Salmon has a very intense flavor and, since this is a preparation in which it’s almost the only ingredient, I think it is a good idea to add something that makes the dish a little bit more complex. The intensity of the perfume and taste of cognac, even in a very small quantity, give the recipe a touch that makes the sauce more elegant, not so fleshy.

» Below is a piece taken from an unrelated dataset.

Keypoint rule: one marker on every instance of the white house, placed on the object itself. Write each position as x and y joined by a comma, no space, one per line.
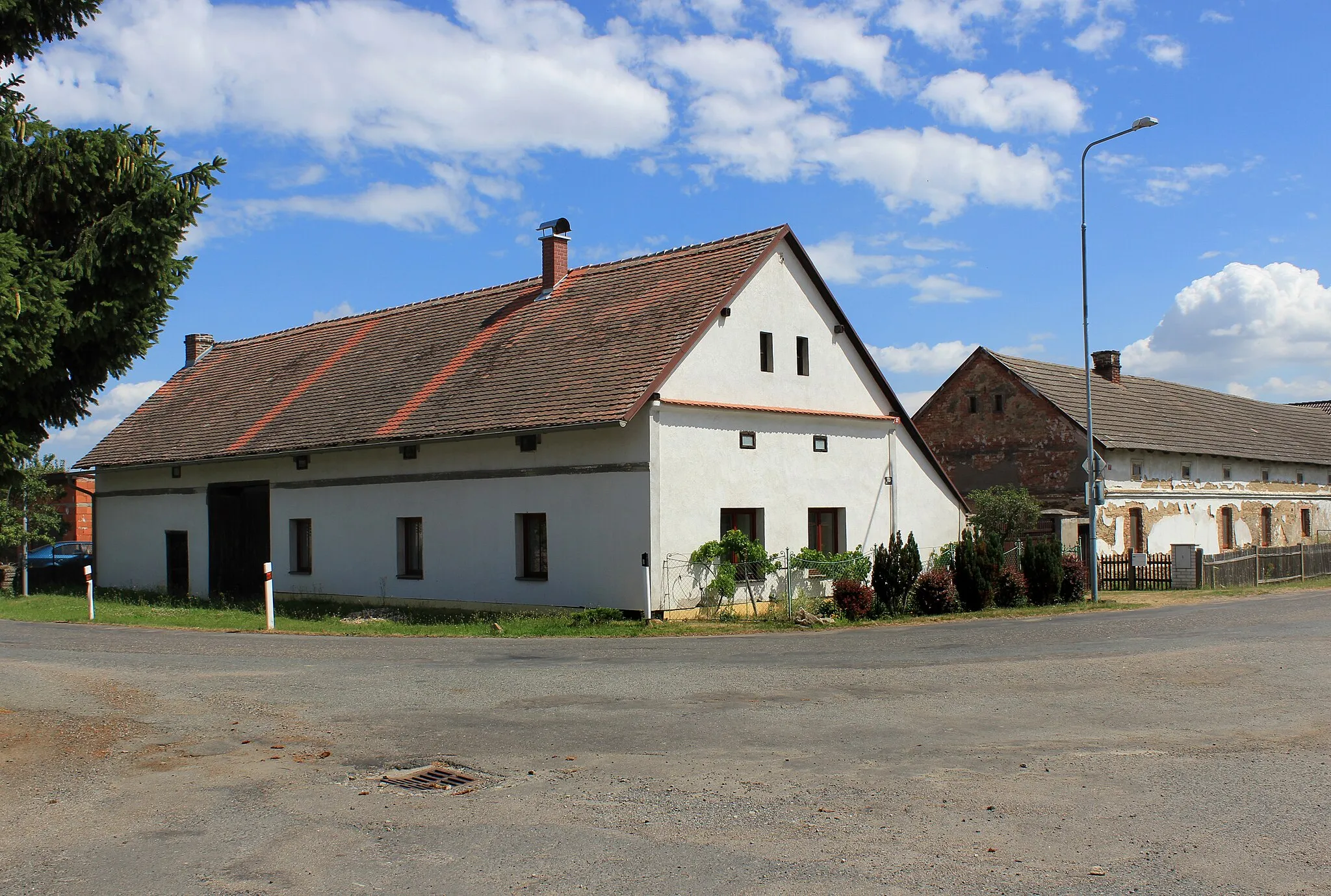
524,444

I added a little more cream to the sauce and, especially, cooking water, because otherwise it is a bit dry for my taste. I have calculated 80 grams of pasta per person, although I usually prepare more generous portions. It is a sauce with cream, and fills more than a lighter sauce. On the other hand, I have not decreased the amount of salmon from the original recipe, because otherwise it would be a little poor. As for the shallot, I’ve used it instead of the onion because I personally think that with salmon it is better.
I hope you like it 😉
- 320 g of mezze penne rigate or penne rigate
- 200 g smoked salmon
- 1 shallot
- 40 g of butter
- 200 cream for cooking
- 25 ml of cognac
- Black pepper
- Put the water to boil for the pasta, because the sauce is done in the blink of an eye.
- Poach the shallot, cut it into very small pieces, with the butter, over low heat, until it's golden brown.
- Add the salmon to the pan and raise the temperature to medium heat.
- When the salmon has changed color, add the cognac to the pan and wait for the alcohol to evaporate, two minutes approx.
- Turn off the heat, add a pinch of pepper and chopped parsley to the salmon and add the cream to the pan. (Surely it will not be necessary to salt the sauce, since the smoked salmon will already have done it for you, anyway, try the sauce, see if it needs more salt).
- Strain the pasta when it is almost al dente, saving a couple of tablespoons of cooking water.
- Add the pasta and the two cooking water scoops to the pan with the sauce.
- Return to light the fire and sauté the pasta with the sauce for a couple of minutes, until the cream begins to thicken a bit.
- Serve with a little chopped parsley over the pasta.